About 160 dogs were taken from the property back in October of 2011 and they were found to have not been provided “adequate food and water, shelter and medical attention,” according to a story by the Independent Record.

The article reports the breeder’s attorney blamed the Humane Society, as having an “agenda” “” to put large breeders out of business by accusing them of abuse. “” She she blames the people who found horrible conditions at the kennel, but also claimed the breeder had fallen on tough times and that is why the conditions existed. SO WHICH IS IT?

This is a typical defense from abusers – blame the victims or blame the police or blame everyone else. Ignore that video. Ignore that evidence. Nothing is ever their fault. How dare some animal-welfare group actually take photos of abusive conditions. The lawyer also cried that the video and photos were released to the media too early.

But the dogs were found in emaciated condition and four veterinarians testified that “” most of the dogs were severely underweight, and had scars and parasites. “”

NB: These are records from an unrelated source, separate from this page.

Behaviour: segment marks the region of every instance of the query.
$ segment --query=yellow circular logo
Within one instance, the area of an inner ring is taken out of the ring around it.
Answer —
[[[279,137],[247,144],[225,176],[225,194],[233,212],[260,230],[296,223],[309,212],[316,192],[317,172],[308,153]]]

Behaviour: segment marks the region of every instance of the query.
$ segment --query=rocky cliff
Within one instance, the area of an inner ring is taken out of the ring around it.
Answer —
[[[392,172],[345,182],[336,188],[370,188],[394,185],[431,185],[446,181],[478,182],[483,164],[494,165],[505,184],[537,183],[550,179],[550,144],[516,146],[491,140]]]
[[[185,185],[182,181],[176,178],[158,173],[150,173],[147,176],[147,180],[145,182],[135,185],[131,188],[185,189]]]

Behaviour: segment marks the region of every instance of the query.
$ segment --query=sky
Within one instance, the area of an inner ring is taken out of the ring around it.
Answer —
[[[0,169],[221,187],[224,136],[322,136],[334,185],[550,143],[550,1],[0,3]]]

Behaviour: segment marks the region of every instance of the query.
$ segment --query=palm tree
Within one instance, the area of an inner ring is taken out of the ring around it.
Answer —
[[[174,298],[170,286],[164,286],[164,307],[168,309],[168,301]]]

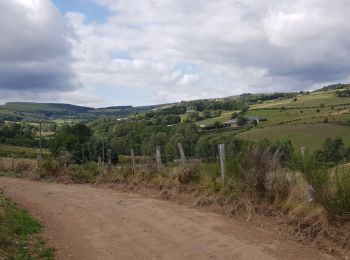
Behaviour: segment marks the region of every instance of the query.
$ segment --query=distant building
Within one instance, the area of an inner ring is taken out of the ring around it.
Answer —
[[[228,121],[225,122],[225,124],[229,124],[231,126],[236,126],[237,125],[237,119],[230,119]]]
[[[258,116],[248,116],[248,122],[251,124],[251,123],[254,123],[254,121],[259,124],[259,120],[260,118]]]
[[[187,108],[186,113],[194,113],[197,112],[195,109]]]

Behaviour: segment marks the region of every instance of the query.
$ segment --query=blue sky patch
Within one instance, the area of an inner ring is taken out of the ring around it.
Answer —
[[[62,13],[83,13],[86,21],[90,23],[104,23],[110,16],[108,9],[91,0],[53,0],[53,2]]]

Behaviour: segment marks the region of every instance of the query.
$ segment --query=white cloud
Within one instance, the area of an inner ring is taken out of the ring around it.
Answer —
[[[66,57],[69,47],[60,47],[72,45],[70,63],[85,86],[76,90],[82,95],[94,88],[102,98],[118,99],[121,89],[129,89],[130,96],[144,90],[154,94],[138,103],[132,97],[122,101],[135,105],[300,90],[350,77],[348,0],[93,1],[111,15],[103,23],[92,23],[82,13],[67,13],[72,37],[62,34],[66,25],[49,2],[31,0],[51,10],[47,17],[57,18],[52,23],[53,18],[40,18],[45,21],[40,25],[54,24],[42,30],[63,35],[44,39],[59,43],[48,44],[55,47],[47,52]],[[35,14],[33,10],[29,13]],[[35,24],[35,19],[26,19]],[[35,51],[24,53],[35,56]]]

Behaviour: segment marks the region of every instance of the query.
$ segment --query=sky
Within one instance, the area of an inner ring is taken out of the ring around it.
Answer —
[[[0,0],[0,104],[149,105],[350,82],[349,0]]]

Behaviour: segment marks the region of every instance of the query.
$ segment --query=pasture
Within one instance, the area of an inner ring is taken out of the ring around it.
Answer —
[[[341,137],[346,146],[350,146],[350,126],[331,123],[280,125],[268,128],[255,128],[236,135],[251,141],[270,139],[271,141],[292,141],[299,149],[305,146],[310,151],[322,148],[327,137]]]

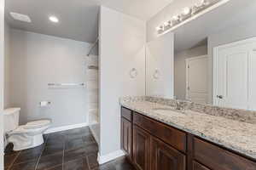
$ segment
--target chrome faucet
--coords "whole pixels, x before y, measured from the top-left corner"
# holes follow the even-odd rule
[[[176,104],[175,110],[182,110],[182,105],[179,100],[176,99],[175,104]]]

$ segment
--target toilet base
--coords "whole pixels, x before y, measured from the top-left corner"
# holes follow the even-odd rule
[[[43,134],[37,134],[34,136],[23,136],[23,137],[21,137],[20,135],[19,137],[14,135],[10,137],[9,142],[14,144],[15,151],[34,148],[44,143]]]

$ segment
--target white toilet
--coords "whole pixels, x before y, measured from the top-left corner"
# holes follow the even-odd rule
[[[3,111],[4,133],[7,143],[13,143],[14,150],[33,148],[44,144],[43,133],[49,128],[51,120],[39,120],[19,126],[20,108]]]

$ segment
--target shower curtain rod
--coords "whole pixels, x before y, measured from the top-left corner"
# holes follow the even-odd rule
[[[88,53],[88,54],[87,54],[87,56],[90,56],[90,53],[92,52],[92,49],[93,49],[93,48],[95,48],[95,46],[97,44],[98,41],[99,41],[99,37],[97,37],[96,41],[93,43],[93,45],[92,45],[92,47],[90,48],[90,51],[89,51],[89,53]]]

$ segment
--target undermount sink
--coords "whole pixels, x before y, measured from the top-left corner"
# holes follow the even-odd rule
[[[163,114],[163,115],[175,115],[175,116],[184,116],[185,112],[183,110],[175,110],[173,108],[165,108],[165,107],[156,107],[153,108],[153,110],[154,110],[156,113]]]

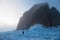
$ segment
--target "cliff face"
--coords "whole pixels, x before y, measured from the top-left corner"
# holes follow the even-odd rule
[[[33,24],[60,25],[60,14],[55,7],[50,9],[47,3],[36,4],[20,18],[17,30],[29,29]]]

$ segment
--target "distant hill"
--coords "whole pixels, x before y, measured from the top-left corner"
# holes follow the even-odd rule
[[[60,25],[60,13],[55,7],[49,8],[48,3],[35,4],[20,18],[17,30],[29,29],[34,24],[46,27]]]

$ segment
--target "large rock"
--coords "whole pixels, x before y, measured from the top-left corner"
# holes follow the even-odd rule
[[[29,29],[33,24],[60,25],[60,14],[55,7],[50,9],[47,3],[36,4],[20,18],[17,30]]]

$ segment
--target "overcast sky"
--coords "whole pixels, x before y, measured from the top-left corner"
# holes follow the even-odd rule
[[[60,11],[60,0],[0,0],[0,31],[16,29],[19,18],[34,4],[48,2]]]

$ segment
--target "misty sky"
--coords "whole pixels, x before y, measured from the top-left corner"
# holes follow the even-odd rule
[[[34,4],[48,2],[60,11],[60,0],[0,0],[0,31],[16,29],[19,18]]]

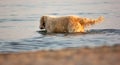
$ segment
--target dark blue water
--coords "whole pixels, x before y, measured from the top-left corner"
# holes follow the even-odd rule
[[[0,52],[120,44],[119,6],[119,0],[1,0]],[[39,30],[42,15],[104,16],[105,20],[84,34],[46,34]]]

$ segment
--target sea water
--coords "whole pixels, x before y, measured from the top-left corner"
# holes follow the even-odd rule
[[[42,15],[78,15],[102,23],[84,34],[40,32]],[[0,52],[120,44],[120,0],[0,0]]]

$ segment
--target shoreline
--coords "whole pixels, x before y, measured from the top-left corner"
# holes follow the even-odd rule
[[[119,65],[120,44],[0,54],[0,65]]]

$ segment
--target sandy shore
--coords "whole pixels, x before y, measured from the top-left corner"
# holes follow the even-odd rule
[[[0,54],[0,65],[120,65],[120,45]]]

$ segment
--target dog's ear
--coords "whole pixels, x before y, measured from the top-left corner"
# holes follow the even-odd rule
[[[40,29],[45,29],[45,16],[40,19]]]

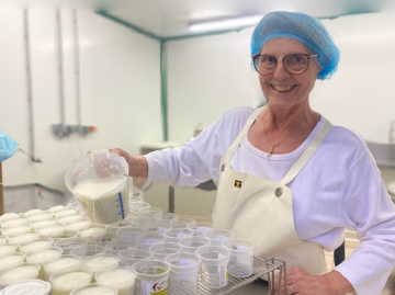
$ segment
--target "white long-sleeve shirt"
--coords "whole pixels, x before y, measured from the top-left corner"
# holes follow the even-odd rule
[[[234,109],[185,146],[146,155],[148,181],[165,180],[180,186],[210,179],[217,183],[219,160],[252,112],[250,107]],[[232,168],[281,181],[325,120],[320,117],[296,150],[270,159],[246,135],[230,160]],[[395,266],[395,206],[363,139],[334,126],[289,188],[300,239],[332,251],[342,243],[345,228],[357,230],[360,245],[336,270],[359,295],[380,295]]]

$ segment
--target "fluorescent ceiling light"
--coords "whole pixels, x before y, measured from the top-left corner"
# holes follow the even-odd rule
[[[239,29],[244,26],[256,25],[262,19],[263,15],[244,16],[237,19],[223,19],[210,22],[194,23],[191,24],[189,30],[191,32],[207,32],[207,31],[221,31]]]

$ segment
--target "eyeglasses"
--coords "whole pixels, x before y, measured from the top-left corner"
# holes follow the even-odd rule
[[[317,55],[292,54],[283,58],[284,68],[292,75],[300,75],[308,69],[309,59]],[[278,59],[270,55],[253,55],[253,67],[260,75],[272,73],[278,65]]]

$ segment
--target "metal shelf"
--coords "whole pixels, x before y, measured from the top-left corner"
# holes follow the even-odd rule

But for the breeder and the attorney in this case, they blame the Humane Society. Thankfully, it was very easy for the jury to see through the crater of a hole in that defense. This sort of disconnected and twisted thinking by the anti-animal and anti-compassion side is really pissing me off.

It seems a growing segment of society has completely turned away from science and logic. For these people, facts no longer matter at all. They have an agenda and nothing will stand in the way of pushing that agenda – nothing.